Live Migration in Oracle VM Server for SPARC 2.1
By Liam Merwick on Jun 08, 2011
You may have seen the press release that Oracle VM Server for SPARC 2.1 (a.k.a. LDoms) has just been released (you can find the download links here). There is a considerable list of new features (including Dynamic Resource Management, Virtual Device Service Validation and many more) but the key feature for me is Live Migration which allows for the migration of an active domain without any impact on applications and users shouldn't even notice that the guest domain is running on a new machine (OK so I would say that since I'm one of the migration developers...)

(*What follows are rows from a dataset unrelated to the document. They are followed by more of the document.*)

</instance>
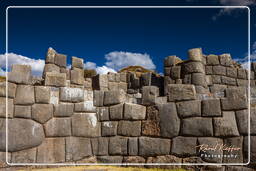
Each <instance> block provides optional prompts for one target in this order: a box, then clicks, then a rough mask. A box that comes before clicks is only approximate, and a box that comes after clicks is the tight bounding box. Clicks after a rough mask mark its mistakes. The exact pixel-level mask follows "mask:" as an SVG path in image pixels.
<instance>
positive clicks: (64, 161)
mask: <svg viewBox="0 0 256 171" xmlns="http://www.w3.org/2000/svg"><path fill="white" fill-rule="evenodd" d="M62 162H65V139H64V138H46V139H45V140H44V142H43V143H42V144H41V145H40V146H39V147H38V148H37V163H62Z"/></svg>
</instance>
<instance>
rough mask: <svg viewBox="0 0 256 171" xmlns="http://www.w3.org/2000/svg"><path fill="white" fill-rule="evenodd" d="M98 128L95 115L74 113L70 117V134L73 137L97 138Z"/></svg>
mask: <svg viewBox="0 0 256 171" xmlns="http://www.w3.org/2000/svg"><path fill="white" fill-rule="evenodd" d="M100 128H101V126H100V123H99V122H98V120H97V116H96V113H74V114H73V116H72V134H73V135H74V136H79V137H98V136H100Z"/></svg>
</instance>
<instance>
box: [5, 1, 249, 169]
mask: <svg viewBox="0 0 256 171" xmlns="http://www.w3.org/2000/svg"><path fill="white" fill-rule="evenodd" d="M11 8H218V9H222V8H246V9H247V10H248V64H250V59H251V57H250V34H251V33H250V8H249V7H248V6H8V7H7V8H6V10H5V12H6V26H5V27H6V37H5V38H6V42H5V43H6V54H5V57H6V151H5V152H6V163H7V164H8V165H10V166H43V165H47V166H50V165H51V166H86V165H114V166H122V165H127V166H140V165H166V166H168V165H177V166H178V165H180V166H184V165H188V166H189V165H202V166H203V165H213V166H223V165H225V166H228V165H236V166H239V165H248V164H249V163H250V152H251V151H250V150H251V148H250V144H251V143H250V137H251V135H250V134H251V132H250V108H251V107H250V98H251V97H250V75H251V70H250V67H251V65H249V72H248V162H247V163H9V161H8V84H7V83H8V74H7V72H8V57H7V56H8V55H7V54H8V10H9V9H11Z"/></svg>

It has been possible to migrate an active domain since LDoms 1.1 (released in 2008) however up until now, the domain was suspended while the runtime state was copied from the source machine to the target which could result in an outage in the order of minutes if the domain had a large amount of memory (the suspend time was pretty much linearly proportional to the guest domain memory size). With Live Migration we transfer the memory contents as the domain keeps running while at the same time keeping track of the memory that is being modified. We iterate through the memory, transferring modified pages to the target system, until the amount of memory being modified is minimal. Then at the end we momentarily suspend the domain and copy the remaining memory and resume the domain on the target. This suspension can take less than a second but depending on the workload can take longer than this if the domain is rapidly modifying a lot of the memory pages.
One other migration performance enhancement in this release is that multiple network connections between the source and target machines are utilised (based on the number of virtual cpus in the control domains) which improves the throughput of the memory transfer and reduces the overall migration time.
I've found from running experiments that having 16 vcpus in the control domains makes a significant improvement over 8 vcpus (and up to 32 vpus will help more, beyond which there's no noticeable difference). The other best practice is to ensure that cryptographic units (a.k.a MAUs) are assigned to the control domains also as the memory contents are protected by SSL when being transferred over the network and offloading these operations to the T-series hardware makes a big difference.
[Update: Jeff Savit wrote a great post about his experiences using Live Migration]